Прибыв уже поздно ночью к себе в Главное управление имперской безопасности, Шелленберг спустился в телетайпную и приказал дежурному офицеру передать небольшое донесение:
– «Обергруппенфюреру СС Мюллеру, – продиктовал он. – Полученный сегодня от вас по телефону приказ выполнен. Как вам уже известно, арестованный доставлен по указанному адресу. Подробности вам может сообщить рейхсфюрер СС Гиммлер[50]
. Бригадефюрер СС Шелленберг».Отстукивая, телетайпист, унтерштурмфюрер СС Вельт, с лукавым любопытством взглянул на шефа. Он прекрасно знал, в каких натянутых отношениях пребывают сейчас Мюллер и Шелленберг, но в то же время ясно представлял себе, как рассвирепеет «гестаповский мельник», узнав, что за подробностями ареста его отсылают к самому Гиммлеру. Иное дело, что офицер не в состоянии был вообразить, как бы это выглядело, если бы Мюллер и в самом деле решился сунуться к рейхсфюреру СС за подробностями ареста Канариса.
– Вас что-то смущает, унтерштурмфюрер? – с точно таким же лукавством поинтересовался Шелленберг.
– Меня – нет, бригадефюрер. Пусть это смущает группенфюрера СС Мюллера.
– Находите в моем послании нечто такое, что и в самом деле способно смутить его?
– Не нахожу, но Мюллер – тот обязательно постарается найти, – отчаянно храбрился лейтенант СС. – Без этого он попросту не может.
И они заговорщицки рассмеялись.
«Надежный парень, – подумалось Шелленбергу. – Следует задуматься относительно его повышения в чине».
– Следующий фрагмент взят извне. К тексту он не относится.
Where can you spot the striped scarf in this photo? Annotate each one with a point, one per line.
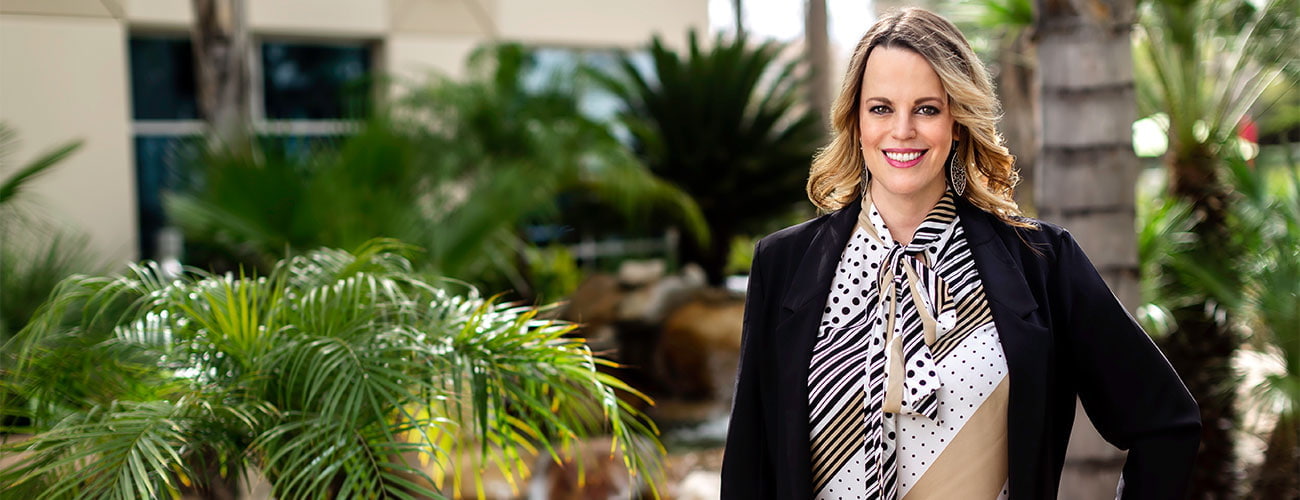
(872, 359)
Неожиданно для себя он вдруг решил, что пора создавать собственную гвардию: отбирать и повышать в чинах надежных людей, окружать себя ими. Позаботиться о том, чтобы «свои люди» появлялись и в провинции. Иногда – в самой глухой: лесной, горной… Где можно будет пересидеть месяц-другой во времена гибели рейха, в жуткую пору обысков и прочесываний.
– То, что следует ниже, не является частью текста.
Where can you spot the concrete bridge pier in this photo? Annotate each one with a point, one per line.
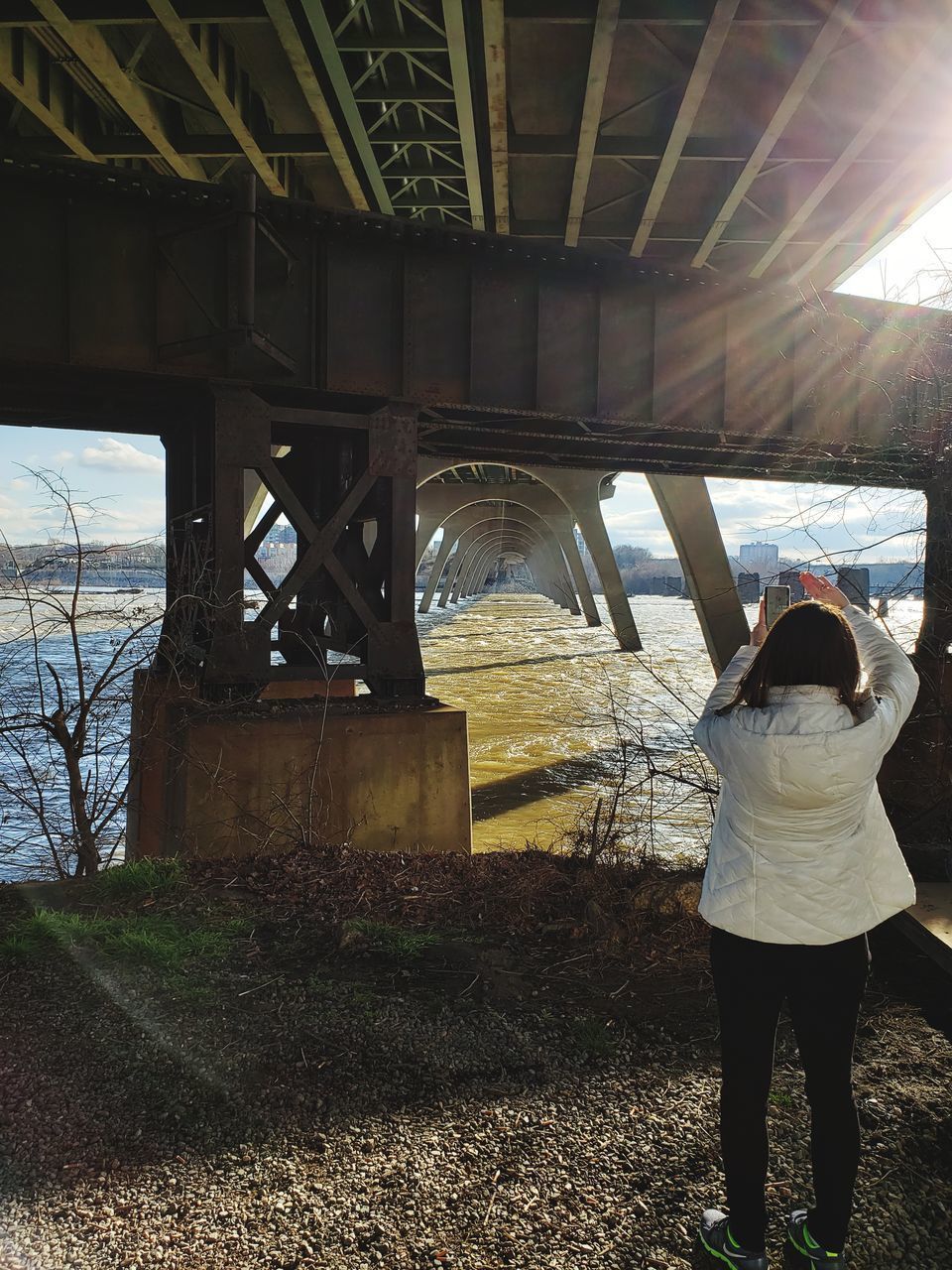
(916, 775)
(689, 517)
Печальный опыт коллеги Канариса заставлял Шелленберга несколько по-иному взглянуть и на ситуацию, сложившуюся при дворе фюрера, и на свои собственные перспективы.
– Если поступит ответная телетайпограмма от Мюллера, доложите об этом не раньше десяти утра. До этого времени я не в состоянии буду воспринимать подобные послания.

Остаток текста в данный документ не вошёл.